Could someone explain the variables of this equation to me?
April 12, 2020 9:39 AM   Subscribe

Modelling an exponential curve to fit a time history of tree sway data: a*exp(x*(t-t0))*cos(w*(t-t0)*pi/180)+b+c*(t-t0)

Above is the equation I'm using in R. It is based on this equation: . In one three-hour marathon session of data crunching with three PhDs professors, we threw it together. It isn't working, but the bigger issue is that I don't understand it. Help me understand it, please..

The changes from the original equation are because:
1) "t0 is necessary to better fit the later parts of the data on which you are focusing, allowing a decay that might start at a slightly different time than t = 0, which is built-in to the original form of this."
2) "the form of the function should be cosine rather than sine, so that it’s equal to 1 at t = t0"

This is what I've come up with so far:
am now a bit confused about what each variable is. I would expect the exponential coefficient (-x*(t-t0)) to have three variables:
d / ξ = damping ratio
x = natural frequency
t = time

t-t0 gives the period, not the frequency, so time and natural frequency don't seem to be in there at all.

I am also confused about the cosine argument. I would expect:
w = damped natural frequency
t = time [though, since this is actually the "system response", is it against for the period?]
Φ = ???

Basically, I need to find the experimentally determined damping ratio for trees that go from swaying to stillness. I have time histories for each tree. Above is the equation that we want to fit to those time histories. This is for my Master's thesis. Long story short: I'm an Urban Forestry major. When you're studying the properties of tree dynamics, it helps to have a degree in structural engineering. I do not have one. Yes, I've talked to my advisor about this. It just isn't sticking
posted by Alex Haist to Science & Nature (6 answers total) 1 user marked this as a favorite
 
Response by poster: Hm, for some reason, my link didn't work the first time. Trying again. Original equation.
posted by Alex Haist at 9:40 AM on April 12, 2020


Best answer: So, the exponential portion of this equation is the decay part. The part with periodic behavior is going to be the sine or cosine portion. sometimes you will see folks represent this by using imaginary numbers (i) in the exponential, so it is possible to use an exponential for periodicity, but that doesn't seem to be what's done here.

t-t0 isn't making anything periodic. It's a straight replacement for t, just a way of defining your time axis as starting at a given point. Like, how do you put in a number for t? It's number of days, or minutes or hours since _____. Using t0 just makes "since _____" explicit.
posted by Lady Li at 10:29 AM on April 12, 2020 [4 favorites]


Best answer: Φ is just the phase of the cycle at t0. Since you don't have that term in there and are using a cosine function, t0 is the time when it's the swaying is all the way to the positive side in your example.

t-t0 is just the time since elapsed since t0. Often times when just working out theory, people just use t, and assume t0 = 0 is when everything started.

x is just the rate of decay in terms of t^-1, so it contains both the damping ratio and the natural frequency from the equation you linked. If you don't need to know either of those things specifically, there's no real reason to split it up into those terms. So x = ζ ω_n from the linked paper.

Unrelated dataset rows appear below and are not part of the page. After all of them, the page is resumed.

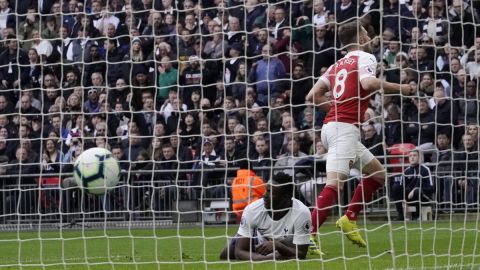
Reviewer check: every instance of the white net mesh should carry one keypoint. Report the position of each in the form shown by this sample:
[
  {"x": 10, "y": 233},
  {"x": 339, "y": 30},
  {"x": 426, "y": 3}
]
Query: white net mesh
[{"x": 183, "y": 93}]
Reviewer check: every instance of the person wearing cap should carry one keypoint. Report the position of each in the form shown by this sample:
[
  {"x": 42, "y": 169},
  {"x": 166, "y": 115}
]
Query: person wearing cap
[
  {"x": 246, "y": 188},
  {"x": 276, "y": 226},
  {"x": 14, "y": 64},
  {"x": 208, "y": 158}
]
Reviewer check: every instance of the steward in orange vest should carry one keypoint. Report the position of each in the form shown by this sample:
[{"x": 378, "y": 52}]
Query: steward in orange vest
[{"x": 246, "y": 188}]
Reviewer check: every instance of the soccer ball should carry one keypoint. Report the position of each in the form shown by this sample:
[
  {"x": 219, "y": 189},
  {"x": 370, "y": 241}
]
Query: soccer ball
[{"x": 96, "y": 171}]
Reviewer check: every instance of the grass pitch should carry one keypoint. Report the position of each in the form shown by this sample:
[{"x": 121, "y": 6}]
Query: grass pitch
[{"x": 414, "y": 245}]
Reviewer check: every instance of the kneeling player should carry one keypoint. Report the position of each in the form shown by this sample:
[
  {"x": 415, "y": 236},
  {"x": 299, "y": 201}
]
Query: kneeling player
[{"x": 275, "y": 227}]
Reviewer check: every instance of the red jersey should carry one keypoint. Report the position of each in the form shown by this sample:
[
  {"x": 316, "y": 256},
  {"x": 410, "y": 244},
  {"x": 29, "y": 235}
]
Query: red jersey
[{"x": 348, "y": 100}]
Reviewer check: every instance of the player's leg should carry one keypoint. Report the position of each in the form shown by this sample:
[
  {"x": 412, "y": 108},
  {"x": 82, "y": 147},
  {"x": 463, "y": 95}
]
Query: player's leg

To be honest, I'm not quite sure why there is a factor of pi/180 in the consine function. That would most likely be the ratio of radians/degree in a cycle, and so convert degrees to radians. I have never seen a w that was in terms of degrees/sec instead of radians/sec though, so it seems an odd thing to do. Then again my background is in physics and not engineering, and engineers use weird (to me) units sometimes. Is it perhaps supposed to be the other way around 180/pi because the cos function in the program uses degrees for whatever odd reason?

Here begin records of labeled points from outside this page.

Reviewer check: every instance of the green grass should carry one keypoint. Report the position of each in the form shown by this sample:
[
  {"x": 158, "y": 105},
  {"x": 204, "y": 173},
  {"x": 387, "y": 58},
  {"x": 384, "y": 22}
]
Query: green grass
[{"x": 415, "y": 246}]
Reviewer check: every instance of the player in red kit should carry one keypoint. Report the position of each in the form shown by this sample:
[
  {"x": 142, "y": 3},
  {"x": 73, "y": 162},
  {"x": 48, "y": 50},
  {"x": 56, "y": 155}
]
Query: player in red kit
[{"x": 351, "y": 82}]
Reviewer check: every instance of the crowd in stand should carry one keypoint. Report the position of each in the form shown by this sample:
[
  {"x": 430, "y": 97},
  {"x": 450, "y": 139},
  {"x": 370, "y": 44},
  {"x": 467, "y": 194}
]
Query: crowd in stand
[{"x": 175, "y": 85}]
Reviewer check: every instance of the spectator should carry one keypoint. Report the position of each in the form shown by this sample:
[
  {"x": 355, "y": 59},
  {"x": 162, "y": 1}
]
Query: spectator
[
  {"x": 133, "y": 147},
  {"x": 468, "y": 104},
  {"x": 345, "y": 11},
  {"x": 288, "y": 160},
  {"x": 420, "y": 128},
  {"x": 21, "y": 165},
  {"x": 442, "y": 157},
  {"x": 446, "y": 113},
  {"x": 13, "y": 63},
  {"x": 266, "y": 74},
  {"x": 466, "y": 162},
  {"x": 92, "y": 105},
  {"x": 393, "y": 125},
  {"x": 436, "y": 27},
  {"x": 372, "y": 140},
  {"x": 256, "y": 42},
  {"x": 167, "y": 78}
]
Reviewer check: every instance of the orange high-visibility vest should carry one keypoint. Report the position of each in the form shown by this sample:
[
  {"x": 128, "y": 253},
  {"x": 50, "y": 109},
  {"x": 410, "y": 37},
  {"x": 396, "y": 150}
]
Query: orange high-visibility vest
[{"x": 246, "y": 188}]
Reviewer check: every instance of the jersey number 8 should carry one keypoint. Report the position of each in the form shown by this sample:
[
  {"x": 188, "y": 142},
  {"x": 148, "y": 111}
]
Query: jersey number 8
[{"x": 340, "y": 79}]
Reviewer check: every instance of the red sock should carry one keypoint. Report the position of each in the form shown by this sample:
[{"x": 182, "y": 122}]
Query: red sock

b and c seem to be the coefficients some arbitrary linear function. I'm not sure if there's a physical motivation for being there?
posted by Zalzidrax at 10:34 AM on April 12, 2020 [2 favorites]

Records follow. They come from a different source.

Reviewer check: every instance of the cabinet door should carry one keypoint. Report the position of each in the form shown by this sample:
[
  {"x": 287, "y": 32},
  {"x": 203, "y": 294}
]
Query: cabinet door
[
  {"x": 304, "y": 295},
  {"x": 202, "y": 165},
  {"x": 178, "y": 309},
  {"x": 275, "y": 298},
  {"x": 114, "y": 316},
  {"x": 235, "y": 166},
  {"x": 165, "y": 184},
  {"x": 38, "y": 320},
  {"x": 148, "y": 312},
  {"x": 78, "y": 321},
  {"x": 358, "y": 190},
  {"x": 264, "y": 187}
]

b and c seem to be the coefficients some arbitrary linear function. I'm not sure if there's a physical motivation for being there?

If your data is not exactly centered at 0, or if there's a constant rate of drift in the data on top of the oscillations, then including these parameters in your target function will help the quality of the data fit.
posted by Johnny Assay at 11:11 AM on April 12, 2020


Response by poster: Thank you a thousand times, Lady Li and Zalzidrax. You saved my bacon. This makes so much more sense now.

The arbitrary linear function was trying to deal with the fact that this data doesn't center on the x-axis, and so we were trying to correct for it.
posted by Alex Haist at 11:12 AM on April 12, 2020


You can write Φ=w*t0, if that helps.